第34話 合理的コーチング

「キシャアアア!!」


 飛びかかってくる猫モンスター。小さな体から繰り出される引っかき攻撃を、比奈の大きな盾が弾き返す。


「はぁッ!」


 敵が怯んだ瞬間、比奈はすかさず剣で一撃を入れる。危なげのない勝利だ。


「うん、1層のモンスターは大丈夫そうね! なかなか筋がいいじゃない!」


「はい。最近は意識的にダンジョンに行くようにしてて、1層のモンスターは倒せるようになってきたんですけど……」


「問題は2層ってことか」


 まあ、この前のコボルト大量発生の後で自信を失くすのは当たり前だ。


「そうね、確かに層を超えるのは怖い……でも、先の層へ行けるようになると未知と出会うことが出来るわ。いい意味でも悪い意味でも。冒険者ってそういう楽しさもあると思うの」


「なるほど……確かに、自分の知らなかった世界を知れるのはいいことですね!」


「それに、私の場合はたくさんの人が応援してくれるから、足を止めるわけにはいかないわよね!」


――


・ミライちゃん! ゴーレムに再挑戦、楽しみにしてるよ!


・ミライちゃんかっこいい&可愛い!


・比奈ちゃん純粋って感じで応援したくなる!



――


 配信も冒険もかなり順調だ。僕は何もしなくて良さそう。


 それに、この前の美玲が血まみれになるような事件も起こらなそうだし。これは杞憂だったかもしれないな。

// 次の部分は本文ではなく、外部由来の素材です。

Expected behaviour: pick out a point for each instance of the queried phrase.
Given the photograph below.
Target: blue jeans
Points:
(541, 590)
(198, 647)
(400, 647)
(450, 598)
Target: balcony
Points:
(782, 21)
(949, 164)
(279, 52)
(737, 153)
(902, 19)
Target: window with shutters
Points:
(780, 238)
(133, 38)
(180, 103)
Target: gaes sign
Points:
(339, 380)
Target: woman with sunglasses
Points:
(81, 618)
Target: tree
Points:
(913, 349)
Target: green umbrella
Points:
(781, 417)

 それから僕らはダンジョンを散策し、2層の階段を降りた。

 今回は<観測者>を使っていないし、新鮮なダンジョン攻略だ。他の冒険者たちはこういう感覚で望んでいるのか。


「来たわよ、比奈ちゃん!」


「はい!」


 モンスターと盾でぶつかり合う比奈。攻撃を盾で受けるたびに、ガキン! という音が鳴り響く。


「グオオオオオオオ!!」


 比奈の戦闘が長引いている間、音に引き寄せられて他のモンスターたちも集まってきた。

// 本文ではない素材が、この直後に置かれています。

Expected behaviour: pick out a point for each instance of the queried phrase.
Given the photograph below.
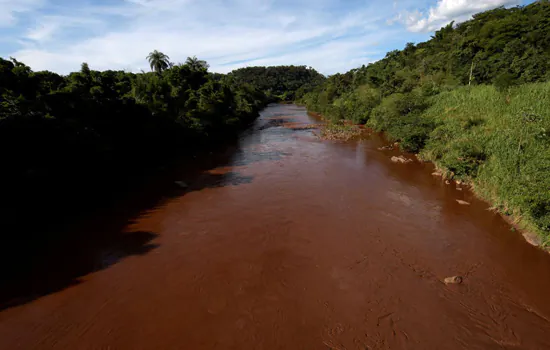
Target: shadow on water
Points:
(39, 260)
(41, 255)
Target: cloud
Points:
(329, 35)
(10, 9)
(446, 11)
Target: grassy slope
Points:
(500, 142)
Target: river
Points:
(291, 242)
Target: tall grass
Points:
(500, 142)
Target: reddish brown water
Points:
(297, 243)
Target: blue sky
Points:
(329, 35)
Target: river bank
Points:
(295, 242)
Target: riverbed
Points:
(291, 242)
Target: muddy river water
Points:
(297, 243)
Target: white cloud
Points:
(446, 11)
(227, 33)
(10, 9)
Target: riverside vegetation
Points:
(68, 141)
(475, 100)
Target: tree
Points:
(195, 64)
(158, 61)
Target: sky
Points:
(329, 35)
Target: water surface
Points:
(296, 243)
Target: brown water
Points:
(297, 243)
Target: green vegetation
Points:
(285, 83)
(474, 99)
(68, 140)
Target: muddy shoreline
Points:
(291, 242)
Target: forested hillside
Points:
(285, 83)
(473, 99)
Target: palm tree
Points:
(195, 64)
(158, 61)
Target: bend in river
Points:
(297, 243)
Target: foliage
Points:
(66, 138)
(472, 99)
(282, 83)
(501, 143)
(158, 61)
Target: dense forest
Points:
(475, 99)
(69, 140)
(286, 83)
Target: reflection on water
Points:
(289, 242)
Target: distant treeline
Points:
(474, 99)
(63, 138)
(286, 83)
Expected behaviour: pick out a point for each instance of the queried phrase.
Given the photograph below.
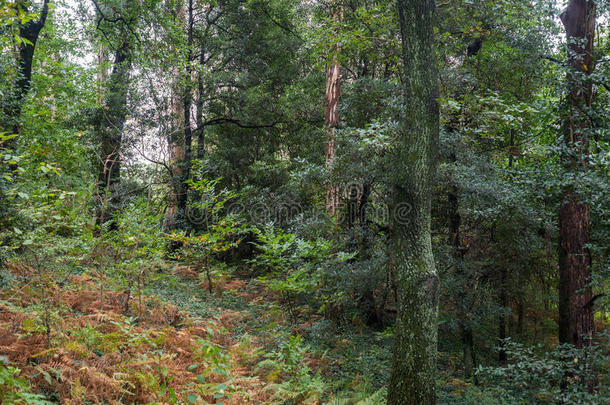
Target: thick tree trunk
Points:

「比奈ちゃん、後ろのモンスターは私たちが何とかするから、そいつに集中して!」


「わかりました!」


 集まってきたモンスターの数は3。美玲もついに2本の剣を引き抜いた。


「仮面の人! あんたもちょっと手伝いなさい! 私は手前の一体を倒す!」


「じゃあ、僕が残ってるやつをやればいいんだな」


――


・ミライちゃんの戦闘きた!!


・比奈ちゃんも頑張れ!!


・仮面の人、本当に2体も同時に相手取れるのか?


――


 コメント欄の人たちは二人の戦闘を見たそうだし、僕の方はさっさと片付けるか。


「<ラピッドショット>」


 ノータイムで放たれる見えない矢。それは2体のモンスターの体を貫き、一瞬で絶命させた。


――


・え、仮面の人、今何した?


・何もしてないように見えたけど、モンスターは倒れてる。なぜ?


・もしかして仮面の人って意外と強い?


――


 この程度で強いとは舐められたものだな。普段はこんなやつダンジョンの外から倒しているんだから。

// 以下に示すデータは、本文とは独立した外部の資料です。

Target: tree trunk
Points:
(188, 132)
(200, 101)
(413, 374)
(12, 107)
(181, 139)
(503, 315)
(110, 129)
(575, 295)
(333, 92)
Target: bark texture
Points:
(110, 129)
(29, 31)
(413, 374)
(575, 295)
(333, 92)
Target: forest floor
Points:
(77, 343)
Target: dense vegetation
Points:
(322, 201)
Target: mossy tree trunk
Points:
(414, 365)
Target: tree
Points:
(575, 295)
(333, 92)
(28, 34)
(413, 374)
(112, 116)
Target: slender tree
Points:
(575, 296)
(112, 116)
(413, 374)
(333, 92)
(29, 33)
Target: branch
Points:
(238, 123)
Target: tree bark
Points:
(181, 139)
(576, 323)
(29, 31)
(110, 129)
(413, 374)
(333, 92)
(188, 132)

 だが、視聴者たちが驚いているのを見ると思ったよりも気持ちがいい。


「えいっ!」


 その時、比奈がモンスターを倒したようだ。美玲の方も片付いている。


「二人とも、ごめん! 私が手間取ったせいでモンスターを集めちゃって……」


「私たちは大丈夫よ。それより、2層のモンスターとも安全に戦えてるみたいじゃない!」


「えへへ……少しずつですけど、盾の使い方が上手くなってきたような気がします!」


 美玲に褒められて、比奈は嬉しそうだ。出会って少しの間ではあるが、二人が姉妹のようになっている気がする。


「この調子なら、3層のモンスターとも戦えるんじゃないかしら? ちょっと行ってみない?」


「え、でも私、2層でもこんなに手こずってるんですよ?」


「当然よ。パラディンは相手から攻撃を防ぐのが前提のジョブだから。一対一で戦ったら手こずるに決まってるわ。パラディンが時間を稼いでいる間に攻撃するのは私たちの仕事!」


 美玲は自信たっぷりに笑うと、右手に持った方の剣を高く掲げた。



 僕たちはそのまま3層へ降りていく。モンスターはすぐに見つかった。


「ブオオオオオオオオオ!!」


 僕たちを見つけて迫ってくる豚の頭をした人型のモンスター。


 比奈は前傾姿勢で盾を前に出すと、モンスターの体当たりを受け止めた。


「なにこれ……強い!」


「比奈ちゃん、そのまま守りに徹して! 攻撃は私がなんとかする!」


 初めての3層のモンスターからの攻撃の威力に、歯を食いしばる比奈。

 盾で攻撃を防がれて怯んだモンスターに、今度は美玲が斬りかかった。


「<フレイムアクセル>!」


 双剣に炎を纏わせ、とてつもない速度で振り回す。彼女の身のこなしは徐々に加速していき、やがてモンスターも手出しできないほどになっていく。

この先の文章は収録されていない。